Las Vegas Sun

March 28, 2024

‘I don’t want an exciting president’

On Saturday afternoon, at Joe Biden’s official campaign kickoff rally in Philadelphia, I asked every attendee I met why they were supporting, or at least considering supporting, the former vice president. Often, they mentioned other people whom they thought Biden might appeal to. Again and again, they said they cared about beating President Donald Trump above all else.

“On my list of 10 things, 1 to 10 is beat Donald,” said Shyvette Brown, 63. “Health care is 11. And everything else comes after that.” Brown said she likes Elizabeth Warren and Kamala Harris, but 2016 made her think that Americans aren’t ready to elect a woman. “I don’t like it,” she said. “I don’t think it’s fair.” But given the stakes, she wants the surest possible bet. “We can’t play. This is all or nothing. This is the endgame right here.”

I agree with Brown’s priorities. Nothing is more important than voting Trump out next year, and I suspect that Biden is surging in the polls in part because, rather than pretend that the election is about so-called kitchen table issues, he’s taking on Trump’s desecration of the presidency directly. What worries me about Biden — above and beyond policy disagreements — is that, in contemporary politics, the quest to find an electable candidate hasn’t resulted in candidates that actually win. Voters don’t do themselves any favors when they try to think like pundits.
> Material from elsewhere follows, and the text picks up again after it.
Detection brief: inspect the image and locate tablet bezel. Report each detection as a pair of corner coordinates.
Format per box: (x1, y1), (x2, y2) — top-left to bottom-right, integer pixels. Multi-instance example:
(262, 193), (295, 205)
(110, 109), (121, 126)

“My heart still belongs to Howard Dean because of his passion, but my head says Kerry is the one who can get elected,” a voter told The New York Times in 2004, when Democrats were desperate to unseat George W. Bush. Many Democrats thought that John Kerry, a war hero, could puncture the puffed-up commander-in-chief aura that surrounded Bush, who had kept himself out of Vietnam. It didn’t work out that way.

Four years later, Democrats decided to follow their hearts and nominate Barack Obama, who spoke to their most sublime hopes for their country. Republicans, meanwhile, went with John McCain, who had often infuriated the party’s base, but whose campaign emphasized his general election viability. A poll in January 2008 showed that he was seen as the most electable of the Republican candidates, and one of his advertisements claimed that he could “rally the conservative Reagan coalition while appealing to independent voters to win in November.” He picked the risible Sarah Palin as a running mate to whip up energy on the right, but still lost.

By the time of the next presidential cycle, Republicans were even more obsessed with besting Obama, leading them to once again put a premium on electability. “The only reason I’m supporting Romney is because he can win the election,” a conservative voter in Iowa told The Washington Post in 2011. Romney, of course, couldn’t win the election.

It wasn’t until 2016 that a plurality of Republican voters defied the electoral wisdom of party elites, nominating a clownish demagogue who channeled the id of the far right and was supposed to have no chance of victory. We all know what happened next.

Democrats are now in a complicated spot as they make their electoral calculations. If what you care about most is a candidate’s chances next November, then pretending otherwise is an artificial exercise, particularly if it’s just in the service of making a better judgment about electability. And some enthusiasm for Biden is genuine, if not passionate; often, when people I spoke to at the rally described him as “safe,” they meant both as a candidate and as a potential leader. “I don’t want an exciting president,” said Sue Kane, a 58-year-old commercial real estate appraiser. “We have a lot of excitement right now, in a bad way.”

Fair enough. For many voters, what Biden is promising — a rebuke of Trump and a return to normalcy — is what they want more than anything else, and it makes sense for them to back him. What’s counterproductive is when voters try to think past their own desires.

“There’s two parts of me,” said Shelby Ferguson, 22, who just graduated from Temple University. “The political science major part of me that is trying to be as rational as possible,” and figure out who can rally Middle America to beat Trump, she said. “That part of me is saying Joe.” But she’s also someone who just left school and is worried about student loans and health care, and that side of her thrills to Warren and Bernie Sanders.

I hope voters like Ferguson go with the candidates who rouse them, because it’s often the best way to figure out who will rouse others. Given the existential stakes in 2020, it’s temping for Democrats to put their own preferences aside and strike mental bargains with groups of people they may have never met. But being attentive to how candidates make us feel gives us valuable information.

Intensity — the thing that turns a campaign into a movement, that leads people to donate more than they can afford, host house parties and spend their free time knocking on the doors of strangers’ houses — matters. That’s especially true in a country as polarized as ours, where turnout is as important as persuasion. Ultimately, the paradox of primaries is that it’s most strategic to ignore the experts and follow your emotions.

Michelle Goldberg is a columnist for The New York Times.